Ne craignez-vous pas de former des diplômés qui par la suite seront recrutés ailleurs qu’en Afrique ?

C’est dans la nature des choses que des diplômés africains soient appelés sur d’autres marchés. Il y a un besoin de mobilité croissant dans le monde entier, c’est vrai en Chine comme au Brésil. Les économies africaines s’industrialisent, diversifient leurs services.

Les classes moyennes émergentes vont développer ces économies. Les familles dépenseront plus pour offrir à leurs enfants une bonne éducation. Ces économies en croissance devront retenir leurs talents.

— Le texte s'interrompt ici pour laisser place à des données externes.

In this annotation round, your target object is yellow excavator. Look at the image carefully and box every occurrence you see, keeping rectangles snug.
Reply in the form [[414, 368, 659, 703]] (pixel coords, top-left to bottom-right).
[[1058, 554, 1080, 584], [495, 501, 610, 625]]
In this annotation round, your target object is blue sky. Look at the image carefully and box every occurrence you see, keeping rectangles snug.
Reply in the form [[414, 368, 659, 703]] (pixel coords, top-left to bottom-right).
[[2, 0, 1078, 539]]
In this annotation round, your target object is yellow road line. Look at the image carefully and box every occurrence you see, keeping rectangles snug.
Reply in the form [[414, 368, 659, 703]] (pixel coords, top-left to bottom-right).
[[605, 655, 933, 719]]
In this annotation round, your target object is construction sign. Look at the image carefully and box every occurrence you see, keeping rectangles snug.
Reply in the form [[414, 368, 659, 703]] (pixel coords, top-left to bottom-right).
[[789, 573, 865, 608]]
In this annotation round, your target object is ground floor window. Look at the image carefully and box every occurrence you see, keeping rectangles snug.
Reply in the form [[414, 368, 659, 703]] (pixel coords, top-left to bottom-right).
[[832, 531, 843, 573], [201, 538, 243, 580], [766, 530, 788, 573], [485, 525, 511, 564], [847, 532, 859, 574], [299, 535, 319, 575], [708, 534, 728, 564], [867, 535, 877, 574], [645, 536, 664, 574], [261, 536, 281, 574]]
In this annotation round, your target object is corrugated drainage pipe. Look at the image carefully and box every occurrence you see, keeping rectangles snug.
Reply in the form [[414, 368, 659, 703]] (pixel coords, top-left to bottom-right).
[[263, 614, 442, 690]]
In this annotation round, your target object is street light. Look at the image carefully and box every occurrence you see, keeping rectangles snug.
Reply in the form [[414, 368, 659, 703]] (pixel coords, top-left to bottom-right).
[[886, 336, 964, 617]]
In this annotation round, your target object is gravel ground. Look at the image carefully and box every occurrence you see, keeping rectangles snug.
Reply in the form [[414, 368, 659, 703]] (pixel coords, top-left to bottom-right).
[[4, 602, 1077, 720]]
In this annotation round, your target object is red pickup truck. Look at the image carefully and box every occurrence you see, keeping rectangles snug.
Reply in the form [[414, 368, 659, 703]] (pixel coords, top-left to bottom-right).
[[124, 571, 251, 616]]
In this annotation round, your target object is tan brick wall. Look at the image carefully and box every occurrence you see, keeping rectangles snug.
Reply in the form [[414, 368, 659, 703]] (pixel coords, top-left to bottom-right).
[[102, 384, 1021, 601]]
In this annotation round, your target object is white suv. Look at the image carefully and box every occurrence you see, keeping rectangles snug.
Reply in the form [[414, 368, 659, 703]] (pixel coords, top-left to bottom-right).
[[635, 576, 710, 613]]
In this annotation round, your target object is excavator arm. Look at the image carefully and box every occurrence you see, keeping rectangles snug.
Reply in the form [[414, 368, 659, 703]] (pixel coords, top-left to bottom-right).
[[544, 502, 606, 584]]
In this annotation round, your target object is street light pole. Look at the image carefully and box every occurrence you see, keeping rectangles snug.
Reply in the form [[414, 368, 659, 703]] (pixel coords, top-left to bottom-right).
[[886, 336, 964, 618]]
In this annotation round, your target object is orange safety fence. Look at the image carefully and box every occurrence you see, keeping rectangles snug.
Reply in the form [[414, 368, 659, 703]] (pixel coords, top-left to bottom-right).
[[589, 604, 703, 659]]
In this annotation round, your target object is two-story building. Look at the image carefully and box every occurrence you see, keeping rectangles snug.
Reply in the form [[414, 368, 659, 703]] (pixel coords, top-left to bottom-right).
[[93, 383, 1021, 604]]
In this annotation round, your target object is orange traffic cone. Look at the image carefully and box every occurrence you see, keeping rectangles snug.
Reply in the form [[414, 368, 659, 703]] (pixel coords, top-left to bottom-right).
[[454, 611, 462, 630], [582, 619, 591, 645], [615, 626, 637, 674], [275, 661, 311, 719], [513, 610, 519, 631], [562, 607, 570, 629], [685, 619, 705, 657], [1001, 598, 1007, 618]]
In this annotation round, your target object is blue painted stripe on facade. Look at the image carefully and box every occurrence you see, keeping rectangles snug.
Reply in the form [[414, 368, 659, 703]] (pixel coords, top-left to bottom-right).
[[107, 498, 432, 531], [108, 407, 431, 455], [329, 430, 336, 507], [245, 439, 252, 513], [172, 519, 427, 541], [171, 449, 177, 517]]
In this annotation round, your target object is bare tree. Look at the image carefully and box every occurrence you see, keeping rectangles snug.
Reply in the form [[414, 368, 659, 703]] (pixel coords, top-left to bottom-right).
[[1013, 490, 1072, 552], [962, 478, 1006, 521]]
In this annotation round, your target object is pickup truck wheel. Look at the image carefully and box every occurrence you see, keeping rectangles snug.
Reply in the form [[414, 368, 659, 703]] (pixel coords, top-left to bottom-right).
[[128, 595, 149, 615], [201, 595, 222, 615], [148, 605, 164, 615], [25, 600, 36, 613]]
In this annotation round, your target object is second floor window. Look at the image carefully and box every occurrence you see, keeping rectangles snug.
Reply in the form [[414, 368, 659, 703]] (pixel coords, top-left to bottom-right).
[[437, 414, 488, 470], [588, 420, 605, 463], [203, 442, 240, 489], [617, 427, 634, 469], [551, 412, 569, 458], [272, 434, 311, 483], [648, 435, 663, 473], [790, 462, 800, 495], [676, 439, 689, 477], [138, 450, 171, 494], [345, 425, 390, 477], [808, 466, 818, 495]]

Ne pensez-vous pas qu’à diplôme égal une entreprise internationale préfère un Européen ou un Américain ?

Un bon employeur ne regarde pas la nationalité, mais l’adéquation entre une mission et des compétences.

L’arrivée de capitaux privés dans l’éducation ne va-t-elle pas creuser le fossé entre ceux qui peuvent payer et ceux qui ne le peuvent pas ?

L’introduction de capitaux privés dans la zone est aussi motivée par la présence d’Actis. Nous avons besoin d’un système équitable avec une éducation publique accessible et de qualité, ainsi que d’une éducation privée qui réponde aux exigences économiques.

Il faut un système qui s’adresse à ceux qui peuvent payer comme à ceux qui ne le peuvent pas

Quand vous avez une population aussi jeune, dont le poids ne va cesser de grandir, et autant de capitaux investis dans l’industrie, vous devez trouver un grand nombre de solutions. Et vous avez surtout besoin d’un système qui s’adresse à ceux qui peuvent payer comme à ceux qui ne le peuvent pas.

L’entrée d’investisseurs étrangers dans l’éducation en Afrique ne signe-t-elle pas un échec des États ?

L’État tient une place très importante dans les économies émergentes, il s’occupe des questions de retraite, de santé… Il ne peut pas tout financer. C’est pourquoi le privé existe. Il faut penser en termes de performance. Vous avez besoin de mobiliser public et privé pour bénéficier d’un bon système éducatif.